If archive_dir is provided, the file is moved into the archive and a symlink is left at the original location. If expected_hash is provided, the computed hash is verified before storing — raises ValueError on mismatch.
If the file’s content already exists in the database under a different filename, the new location is recorded pointing to the same hash. This is logged at the INFO level.
Lookup
find_by_filename
db.find_by_filename(filename: str) -> list[dict]Find all locations for a kernel by filename (basename). Checks both the canonical filename in the kernels table and the actual filename in locations.abs_path.
Returns a list of dicts with keys: sha256, abs_path, mission, kernel_type, size_bytes.
find_by_hash
db.find_by_hash(sha256: str) -> list[dict]Find all locations for a kernel by its SHA-256 hash.
Returns a list of dicts with keys: abs_path, mission, filename.
resolve_kernel
db.resolve_kernel(
filename: str,
preferred_mission: str | None = None,
) -> tuple[str | None, list[str]]Resolve a kernel filename to an absolute path on disk.

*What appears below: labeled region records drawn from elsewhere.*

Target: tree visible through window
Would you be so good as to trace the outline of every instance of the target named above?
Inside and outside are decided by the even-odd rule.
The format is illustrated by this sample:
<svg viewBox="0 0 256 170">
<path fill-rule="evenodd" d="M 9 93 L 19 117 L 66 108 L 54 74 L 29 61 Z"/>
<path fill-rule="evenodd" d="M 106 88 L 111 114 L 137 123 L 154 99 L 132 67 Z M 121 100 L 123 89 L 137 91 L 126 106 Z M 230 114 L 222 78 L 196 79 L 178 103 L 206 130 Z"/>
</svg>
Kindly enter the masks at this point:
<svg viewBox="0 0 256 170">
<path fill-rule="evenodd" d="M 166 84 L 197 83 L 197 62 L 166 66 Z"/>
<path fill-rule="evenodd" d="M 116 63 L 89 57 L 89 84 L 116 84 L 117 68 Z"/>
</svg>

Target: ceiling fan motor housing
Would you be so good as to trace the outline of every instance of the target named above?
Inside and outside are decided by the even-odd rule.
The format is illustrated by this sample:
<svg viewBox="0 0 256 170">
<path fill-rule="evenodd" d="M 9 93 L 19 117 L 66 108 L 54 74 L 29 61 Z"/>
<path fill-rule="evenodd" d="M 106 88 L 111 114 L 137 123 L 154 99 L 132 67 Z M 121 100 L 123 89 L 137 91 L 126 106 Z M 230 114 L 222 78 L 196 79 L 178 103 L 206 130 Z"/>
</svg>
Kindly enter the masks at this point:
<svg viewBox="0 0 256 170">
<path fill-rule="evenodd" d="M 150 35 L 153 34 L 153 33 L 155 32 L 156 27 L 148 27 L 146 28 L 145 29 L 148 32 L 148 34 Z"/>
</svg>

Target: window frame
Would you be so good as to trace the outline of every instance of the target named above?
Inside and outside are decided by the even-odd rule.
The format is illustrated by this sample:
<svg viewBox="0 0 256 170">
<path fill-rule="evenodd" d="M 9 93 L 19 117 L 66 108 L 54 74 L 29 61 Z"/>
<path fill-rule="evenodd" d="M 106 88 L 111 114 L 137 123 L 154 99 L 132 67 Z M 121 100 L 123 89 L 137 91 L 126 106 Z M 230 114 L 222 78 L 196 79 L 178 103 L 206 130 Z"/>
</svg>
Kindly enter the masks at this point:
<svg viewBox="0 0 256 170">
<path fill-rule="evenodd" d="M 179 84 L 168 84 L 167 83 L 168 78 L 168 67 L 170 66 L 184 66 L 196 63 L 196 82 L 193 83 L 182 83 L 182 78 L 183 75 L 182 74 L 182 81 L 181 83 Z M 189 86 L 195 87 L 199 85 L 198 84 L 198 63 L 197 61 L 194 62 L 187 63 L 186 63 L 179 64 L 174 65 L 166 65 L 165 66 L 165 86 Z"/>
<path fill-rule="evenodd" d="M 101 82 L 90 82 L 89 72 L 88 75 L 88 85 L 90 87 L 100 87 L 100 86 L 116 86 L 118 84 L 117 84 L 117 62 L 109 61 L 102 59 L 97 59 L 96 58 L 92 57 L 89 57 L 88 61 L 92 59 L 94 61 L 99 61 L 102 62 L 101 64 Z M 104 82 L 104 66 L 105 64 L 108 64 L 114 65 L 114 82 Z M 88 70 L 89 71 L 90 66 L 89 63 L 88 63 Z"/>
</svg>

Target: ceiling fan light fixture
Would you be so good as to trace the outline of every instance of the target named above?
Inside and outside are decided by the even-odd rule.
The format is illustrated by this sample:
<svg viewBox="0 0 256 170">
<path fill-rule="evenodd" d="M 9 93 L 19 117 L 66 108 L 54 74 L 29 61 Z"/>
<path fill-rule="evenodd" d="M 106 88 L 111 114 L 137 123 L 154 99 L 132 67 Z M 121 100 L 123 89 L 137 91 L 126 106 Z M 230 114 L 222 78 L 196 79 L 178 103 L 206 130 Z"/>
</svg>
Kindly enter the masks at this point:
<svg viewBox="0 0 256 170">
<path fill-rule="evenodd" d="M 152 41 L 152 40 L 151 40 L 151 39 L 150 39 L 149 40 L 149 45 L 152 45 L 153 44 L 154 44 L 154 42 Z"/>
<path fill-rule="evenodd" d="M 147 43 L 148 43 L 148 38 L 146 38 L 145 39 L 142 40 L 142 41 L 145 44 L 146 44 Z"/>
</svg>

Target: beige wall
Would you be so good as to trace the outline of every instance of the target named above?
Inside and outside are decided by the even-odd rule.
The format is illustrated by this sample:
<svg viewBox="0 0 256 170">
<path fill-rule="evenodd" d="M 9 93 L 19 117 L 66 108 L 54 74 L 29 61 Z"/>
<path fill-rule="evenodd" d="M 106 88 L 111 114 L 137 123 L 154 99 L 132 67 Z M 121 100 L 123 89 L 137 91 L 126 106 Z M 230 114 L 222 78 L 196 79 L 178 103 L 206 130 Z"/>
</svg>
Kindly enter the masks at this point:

Returns (path, warnings) where path is the resolved absolute path (or None if not found) and warnings is a list of human-readable strings about any fallback decisions.
Resolution priority (see Mission-aware resolution):
- Exact filename match in
preferred_mission→ no warning - Exact filename match in any mission → warning
- Path-suffix match (file on disk registered under different name) → warning
- Not found →
(None, [])+ hint to runscan
aliases
db.aliases(name_or_hash: str) -> dict | NoneFollow the deduplication trail for a kernel. name_or_hash may be a full or partial (≥6-char) SHA-256, the canonical filename, or any alias filename the content has been registered under.
Returns None if nothing matches, otherwise a dict:
{
"sha256": str,
"canonical": str, # first-seen filename (kernels.filename)
"kernel_type": str,
"size_bytes": int,
"superseded": bool,
"aliases": list[str], # every filename this content is known under
"locations": list[dict], # {"abs_path", "mission", "source_url"}
}Aliases are derived from locations, not stored separately: the read-only view kernel_aliases (sha256, filename) exposes every distinct on-disk basename each content hash appears under, so a deduplicated kernel (identical bytes under several names) is followable with zero extra bookkeeping — the trade-off is that a name is forgotten once its file is pruned. The companion alias_counts(shas: list[str]) -> dict[str, int] maps each hash to its number of known names, and alias_counts_by_name(filenames: list[str]) -> dict[str, int] maps each filename to how many other names its content is known under (used to render the (+N aliases) annotation in kernel listings).
Metakernel operations
check_metakernel
db.check_metakernel(
mk_path: str | Path,
mission: str | None = None,
verbose: bool = False,
) -> dictCheck which kernels from a metakernel are available locally.
Returns a dict with keys:
found: list of(raw_entry, local_path)tuplesmissing: list ofraw_entrystringswarnings: list of warning strings
rewrite_metakernel
db.rewrite_metakernel(
mk_path: str | Path,
output: str | Path,
*,
mission: str | None = None,
link_root: str | Path | None = None,
) -> tuple[Path, list[str]]Rewrite a metakernel for local use with minimal edits.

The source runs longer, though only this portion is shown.